“And is not my friend politic? Is not my friend sagacious? By your own definition, is not my friend a Great Medicine?”
“No, he is an operator, a Mississippi operator; an equivocal character. That he is such, I little doubt, having had him pointed out to me as such by one desirous of initiating me into any little novelty of this western region, where I never before traveled. And, sir, if I am not mistaken, you also are a stranger here (but, indeed, where in this strange universe is not one a stranger?) and that is a reason why I felt moved to warn you against a companion who could not be otherwise than perilous to one of a free and trustful disposition. But I repeat the hope, that, thus far at least, he has not succeeded with you, and trust that, for the future, he will not.”
“Thank you for your concern; but hardly can I equally thank you for so steadily maintaining the hypothesis of my friend’s objectionableness. True, I but made his acquaintance for the first to-day, and know little of his antecedents; but that would seem no just reason why a nature like his should not of itself inspire confidence. And since your own knowledge of the gentleman is not, by your account, so exact as it might be, you will pardon me if I decline to welcome any further suggestions unflattering to him. Indeed, sir,” with friendly decision, “let us change the subject.”
CHAPTER XXXVII
THE MYSTICAL MASTER INTRODUCES THE PRACTICAL DISCIPLE.
“Both, the subject and the interlocutor,” replied the stranger rising, and waiting the return towards him of a promenader, that moment turning at the further end of his walk.
“Egbert!” said he, calling.
Egbert, a well-dressed, commercial-looking gentleman of about thirty, responded in a way strikingly deferential, and in a moment stood near, in the attitude less of an equal companion apparently than a confidential follower.
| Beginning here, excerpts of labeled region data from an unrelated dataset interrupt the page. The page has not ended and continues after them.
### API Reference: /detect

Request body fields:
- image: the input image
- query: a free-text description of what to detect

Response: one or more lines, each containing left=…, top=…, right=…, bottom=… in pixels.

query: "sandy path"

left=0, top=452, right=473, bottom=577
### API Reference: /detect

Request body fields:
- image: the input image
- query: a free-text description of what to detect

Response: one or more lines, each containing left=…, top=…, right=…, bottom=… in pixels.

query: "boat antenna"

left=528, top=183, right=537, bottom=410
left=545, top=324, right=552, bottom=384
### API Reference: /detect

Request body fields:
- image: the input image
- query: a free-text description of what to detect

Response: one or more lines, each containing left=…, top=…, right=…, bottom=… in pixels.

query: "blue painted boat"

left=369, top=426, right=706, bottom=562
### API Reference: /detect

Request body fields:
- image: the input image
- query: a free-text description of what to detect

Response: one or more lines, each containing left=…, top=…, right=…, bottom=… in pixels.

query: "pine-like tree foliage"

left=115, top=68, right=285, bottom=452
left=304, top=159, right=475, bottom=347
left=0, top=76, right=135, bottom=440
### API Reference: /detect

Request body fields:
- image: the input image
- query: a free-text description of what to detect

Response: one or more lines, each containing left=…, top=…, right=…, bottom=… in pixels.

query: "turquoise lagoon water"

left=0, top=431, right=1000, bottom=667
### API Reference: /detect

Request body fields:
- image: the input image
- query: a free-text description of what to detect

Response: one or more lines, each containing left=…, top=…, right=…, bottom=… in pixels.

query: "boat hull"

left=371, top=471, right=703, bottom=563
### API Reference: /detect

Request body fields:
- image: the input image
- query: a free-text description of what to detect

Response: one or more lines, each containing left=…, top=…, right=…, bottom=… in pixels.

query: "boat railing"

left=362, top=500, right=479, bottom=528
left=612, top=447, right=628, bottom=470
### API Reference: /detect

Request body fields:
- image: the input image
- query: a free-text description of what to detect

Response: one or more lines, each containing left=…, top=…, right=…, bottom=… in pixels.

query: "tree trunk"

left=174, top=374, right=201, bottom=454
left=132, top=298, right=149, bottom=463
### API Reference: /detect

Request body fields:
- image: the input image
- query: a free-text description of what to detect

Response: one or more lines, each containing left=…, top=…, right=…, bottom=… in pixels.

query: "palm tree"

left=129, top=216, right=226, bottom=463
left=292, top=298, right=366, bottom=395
“This,” said the stranger, taking Egbert by the hand and leading him to the cosmopolitan, “this is Egbert, a disciple. I wish you to know Egbert. Egbert was the first among mankind to reduce to practice the principles of Mark Winsome—principles previously accounted as less adapted to life than the closet. Egbert,” turning to the disciple, who, with seeming modesty, a little shrank under these compliments, “Egbert, this,” with a salute towards the cosmopolitan, “is, like all of us, a stranger. I wish you, Egbert, to know this brother stranger; be communicative with him. Particularly if, by anything hitherto dropped, his curiosity has been roused as to the precise nature of my philosophy, I trust you will not leave such curiosity ungratified. You, Egbert, by simply setting forth your practice, can do more to enlighten one as to my theory, than I myself can by mere speech. Indeed, it is by you that I myself best understand myself. For to every philosophy are certain rear parts, very important parts, and these, like the rear of one’s head, are best seen by reflection. Now, as in a glass, you, Egbert, in your life, reflect to me the more important part of my system. He, who approves you, approves the philosophy of Mark Winsome.”
Though portions of this harangue may, perhaps, in the phraseology seem self-complaisant, yet no trace of self-complacency was perceptible in the speaker’s manner, which throughout was plain, unassuming, dignified, and manly; the teacher and prophet seemed to lurk more in the idea, so to speak, than in the mere bearing of him who was the vehicle of it.